Furthermore, this was a time that used surgical procedures and experiments for investigation; however, there was no absolute way to diagnose death or determine the exact moment of death. There were numerous cases of premature burials in the nineteenth century and this concerned many. Ultimately, some individuals felt the need to invent mechanisms within coffins which may alert those around it of life within it; these are oftentimes referred to as a safety coffin. As a result, Poe was not the only one preoccupied with premature interment. Although Poe explicitly expressed this concern in "The Premature Burial", he rather implicitly but, nonetheless, conveyed this in "Loss of Breath" with the premature burial of not only Mr. Lackobreath but also Mr. Windenough. Mr. Lackobreath is falsely declared or assumed dead in multiple instances: by the travellers on the coach, the practising physician, the surgeon, the apothecary, and the hangman. After suffering from an epileptic attack, Mr. Windenough is taken for dead. The narrator cares to note that he "busied [himself] in speculations about the mortality within", conveying the doubts of the time.

== Criticism of medical practitioners ==
A popular sentiment during the nineteenth century was a lack of trust in physicians. Poe oftentimes expressed this in his writing, with "Loss of Breath" being among his sharpest satires of the profession. The extent of intrusion and invasion of one's body by an anatomist was emphasized and caused fear. There was a concern with how the cadaver would be "raped" with surgical instruments, and a fear of the unknown and giving one's body freely and willingly to practitioners that may not know what they are doing. Sometimes, a mere coma or temporary suspended animation was the cause of premature autopsy or burial. This criticism is conveyed in "Loss of Breath" when the surgeon does not hesitate to cut into Mr. Lackobreath's body immediately, failing to notice that he was actually alive prior to doing so. For example, "Having cut off my ears, however, he discovered signs of animation." Despite recognizing signs of life, the surgeon proceeded to remove organs for dissection. The apothecary is also deemed ignorant as he curiously experiments with Mr. Lackobreath's body and fails to observe the signs of life as the narrator struggled to depict such. Poe characterized the limited knowledge among physicians with the practising physician, the surgeon, and the apothecary. On the other hand, in the public vault, Mr. Lackobreath found that Mr. Windenough was actually alive, while he was considered dead after suffering from an epileptic seizure. Poe suggests that common folk in the public vault can determine the state of death or life of another better than working practitioners and physicians. Another criticism of the medical practices was the lack of accurate instruments and technology. For example, the practising physician in the coach had nothing but a pocket-mirror to determine whether Mr. Lackobreath was alive, which led to an inaccurate conclusion.
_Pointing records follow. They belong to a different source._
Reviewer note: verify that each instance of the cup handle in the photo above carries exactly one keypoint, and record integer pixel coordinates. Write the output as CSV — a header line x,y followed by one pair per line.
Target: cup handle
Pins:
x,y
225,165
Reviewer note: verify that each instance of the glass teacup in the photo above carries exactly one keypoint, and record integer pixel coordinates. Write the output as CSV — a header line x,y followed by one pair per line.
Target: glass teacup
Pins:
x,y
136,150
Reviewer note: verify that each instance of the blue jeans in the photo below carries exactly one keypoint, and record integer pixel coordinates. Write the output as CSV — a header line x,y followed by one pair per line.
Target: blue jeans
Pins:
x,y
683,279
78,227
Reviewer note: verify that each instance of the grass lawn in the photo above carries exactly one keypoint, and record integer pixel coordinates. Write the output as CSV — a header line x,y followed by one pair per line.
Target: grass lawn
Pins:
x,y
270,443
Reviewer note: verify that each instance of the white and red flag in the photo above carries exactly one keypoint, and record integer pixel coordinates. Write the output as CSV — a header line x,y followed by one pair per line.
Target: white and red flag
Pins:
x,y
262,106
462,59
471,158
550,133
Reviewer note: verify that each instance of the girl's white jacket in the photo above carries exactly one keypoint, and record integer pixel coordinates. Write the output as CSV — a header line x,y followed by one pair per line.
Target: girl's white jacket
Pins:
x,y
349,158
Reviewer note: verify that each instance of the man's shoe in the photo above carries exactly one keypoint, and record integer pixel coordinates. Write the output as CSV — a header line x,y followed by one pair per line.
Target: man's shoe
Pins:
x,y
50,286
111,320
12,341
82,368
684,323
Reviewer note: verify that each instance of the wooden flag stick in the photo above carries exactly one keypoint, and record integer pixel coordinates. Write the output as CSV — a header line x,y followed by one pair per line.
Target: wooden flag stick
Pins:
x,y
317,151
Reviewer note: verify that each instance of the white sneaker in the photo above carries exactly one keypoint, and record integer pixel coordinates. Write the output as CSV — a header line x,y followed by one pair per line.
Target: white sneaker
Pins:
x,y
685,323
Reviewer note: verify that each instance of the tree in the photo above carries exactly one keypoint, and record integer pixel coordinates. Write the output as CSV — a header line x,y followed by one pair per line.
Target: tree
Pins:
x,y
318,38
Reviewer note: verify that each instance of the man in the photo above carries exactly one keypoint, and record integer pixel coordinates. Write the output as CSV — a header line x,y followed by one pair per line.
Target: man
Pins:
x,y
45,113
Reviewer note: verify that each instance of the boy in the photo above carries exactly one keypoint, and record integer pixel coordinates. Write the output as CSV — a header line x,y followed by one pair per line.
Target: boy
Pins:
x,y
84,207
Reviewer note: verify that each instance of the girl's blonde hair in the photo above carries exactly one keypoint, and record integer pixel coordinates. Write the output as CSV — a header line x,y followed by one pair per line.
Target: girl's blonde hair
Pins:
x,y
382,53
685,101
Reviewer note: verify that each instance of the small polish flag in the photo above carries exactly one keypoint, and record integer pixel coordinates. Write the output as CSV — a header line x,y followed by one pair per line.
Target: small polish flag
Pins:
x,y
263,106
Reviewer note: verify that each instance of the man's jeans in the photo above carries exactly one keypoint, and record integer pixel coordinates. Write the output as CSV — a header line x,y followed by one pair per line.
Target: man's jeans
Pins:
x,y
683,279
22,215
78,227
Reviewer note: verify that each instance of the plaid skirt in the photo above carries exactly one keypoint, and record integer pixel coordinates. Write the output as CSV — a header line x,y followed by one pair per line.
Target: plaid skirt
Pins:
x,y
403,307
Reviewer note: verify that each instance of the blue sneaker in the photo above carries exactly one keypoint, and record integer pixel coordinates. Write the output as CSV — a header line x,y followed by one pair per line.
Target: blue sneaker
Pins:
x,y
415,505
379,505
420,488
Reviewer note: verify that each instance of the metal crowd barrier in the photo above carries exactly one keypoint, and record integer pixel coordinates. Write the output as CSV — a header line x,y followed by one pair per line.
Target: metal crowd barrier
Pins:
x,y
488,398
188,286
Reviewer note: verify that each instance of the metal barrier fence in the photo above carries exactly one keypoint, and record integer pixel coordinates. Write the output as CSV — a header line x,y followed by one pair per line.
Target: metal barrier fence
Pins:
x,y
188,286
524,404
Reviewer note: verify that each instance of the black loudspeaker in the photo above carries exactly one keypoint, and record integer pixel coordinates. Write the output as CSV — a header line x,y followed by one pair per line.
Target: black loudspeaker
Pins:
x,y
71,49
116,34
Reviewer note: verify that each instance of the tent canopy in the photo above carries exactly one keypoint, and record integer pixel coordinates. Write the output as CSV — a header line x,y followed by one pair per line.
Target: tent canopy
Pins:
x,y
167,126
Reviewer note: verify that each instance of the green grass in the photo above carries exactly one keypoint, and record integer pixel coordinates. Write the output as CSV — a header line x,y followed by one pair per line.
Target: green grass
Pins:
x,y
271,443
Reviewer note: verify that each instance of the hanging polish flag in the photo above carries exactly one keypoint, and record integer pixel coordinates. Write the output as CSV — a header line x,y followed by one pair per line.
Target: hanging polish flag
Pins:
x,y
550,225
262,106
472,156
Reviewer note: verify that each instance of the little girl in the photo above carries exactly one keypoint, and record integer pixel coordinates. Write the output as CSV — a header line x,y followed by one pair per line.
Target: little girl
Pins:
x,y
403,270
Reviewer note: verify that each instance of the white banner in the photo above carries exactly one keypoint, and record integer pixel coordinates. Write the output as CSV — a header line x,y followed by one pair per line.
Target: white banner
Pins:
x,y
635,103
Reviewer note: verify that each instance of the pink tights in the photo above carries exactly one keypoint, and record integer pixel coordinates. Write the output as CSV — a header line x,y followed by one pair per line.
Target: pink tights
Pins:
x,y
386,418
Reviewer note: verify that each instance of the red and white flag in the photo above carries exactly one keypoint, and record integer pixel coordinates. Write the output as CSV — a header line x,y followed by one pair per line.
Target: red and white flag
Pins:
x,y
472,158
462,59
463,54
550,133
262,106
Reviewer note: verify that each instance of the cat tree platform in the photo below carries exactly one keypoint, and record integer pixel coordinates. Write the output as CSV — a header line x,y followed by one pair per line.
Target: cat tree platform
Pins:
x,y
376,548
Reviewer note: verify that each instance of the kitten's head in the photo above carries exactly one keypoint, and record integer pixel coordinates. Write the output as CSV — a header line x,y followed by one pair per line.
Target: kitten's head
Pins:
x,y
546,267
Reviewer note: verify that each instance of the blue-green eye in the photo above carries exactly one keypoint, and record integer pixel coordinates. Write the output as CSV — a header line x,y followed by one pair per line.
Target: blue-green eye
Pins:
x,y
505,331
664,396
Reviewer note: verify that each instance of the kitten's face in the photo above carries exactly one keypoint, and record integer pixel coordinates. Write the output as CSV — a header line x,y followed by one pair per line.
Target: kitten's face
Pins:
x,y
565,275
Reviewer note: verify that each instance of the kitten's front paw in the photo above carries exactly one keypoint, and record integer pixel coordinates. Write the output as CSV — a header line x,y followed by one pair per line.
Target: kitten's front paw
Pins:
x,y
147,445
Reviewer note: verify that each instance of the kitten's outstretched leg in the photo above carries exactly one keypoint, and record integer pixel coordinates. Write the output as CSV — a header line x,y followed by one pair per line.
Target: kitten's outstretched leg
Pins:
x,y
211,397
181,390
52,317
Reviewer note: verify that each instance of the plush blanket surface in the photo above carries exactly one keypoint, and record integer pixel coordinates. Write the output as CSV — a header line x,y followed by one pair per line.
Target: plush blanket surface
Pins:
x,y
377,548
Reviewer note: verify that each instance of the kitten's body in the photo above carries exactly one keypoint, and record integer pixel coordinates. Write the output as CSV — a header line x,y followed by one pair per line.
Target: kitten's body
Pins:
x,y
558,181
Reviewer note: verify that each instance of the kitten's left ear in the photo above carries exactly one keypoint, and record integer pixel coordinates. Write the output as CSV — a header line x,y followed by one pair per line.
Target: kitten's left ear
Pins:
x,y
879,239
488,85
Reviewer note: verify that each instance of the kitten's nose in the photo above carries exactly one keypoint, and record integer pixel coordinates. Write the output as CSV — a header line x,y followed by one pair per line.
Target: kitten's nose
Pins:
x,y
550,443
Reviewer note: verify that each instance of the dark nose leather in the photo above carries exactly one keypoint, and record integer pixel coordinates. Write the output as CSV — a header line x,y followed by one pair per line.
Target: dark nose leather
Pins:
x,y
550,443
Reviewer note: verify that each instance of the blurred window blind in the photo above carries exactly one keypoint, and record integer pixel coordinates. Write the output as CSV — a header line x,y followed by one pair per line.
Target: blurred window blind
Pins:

Poe also expands on the faulty speech and diagnoses of practitioners. Many considered physicians to provide patients with incomplete or inconsistent information during Poe's time. Doctors were criticized for avoiding a clear naming of the disease. The narrator in "Loss of Breath" mocks this because he diagnoses himself as having dyspnea by noting several common symptoms of it, but never explicitly stating so. He details his symptoms to prove his knowledge; for example, shortness of breath is one of the symptoms, which is emphasized with the character's complete lack of breath. Furthermore, dyspnea is associated with spasms in the throat, which the narrator notes, "I find, not upon the current of the breath, but upon a certain spasmodic action of the muscles of the throat."

== Publication history ==
The short story was initially published on 10 November 1832 as "A Decided Loss" in the Saturday Courier, Vol. II, No. 35. In this first version, the characters are not given any name and the narrator is deceased while being experimented upon by the apothecary. It was revised and printed with the new name, "Loss of Breath", in 1835, in the Southern Literary Messenger. It was revised again and printed in The Broadway Journal in 1846.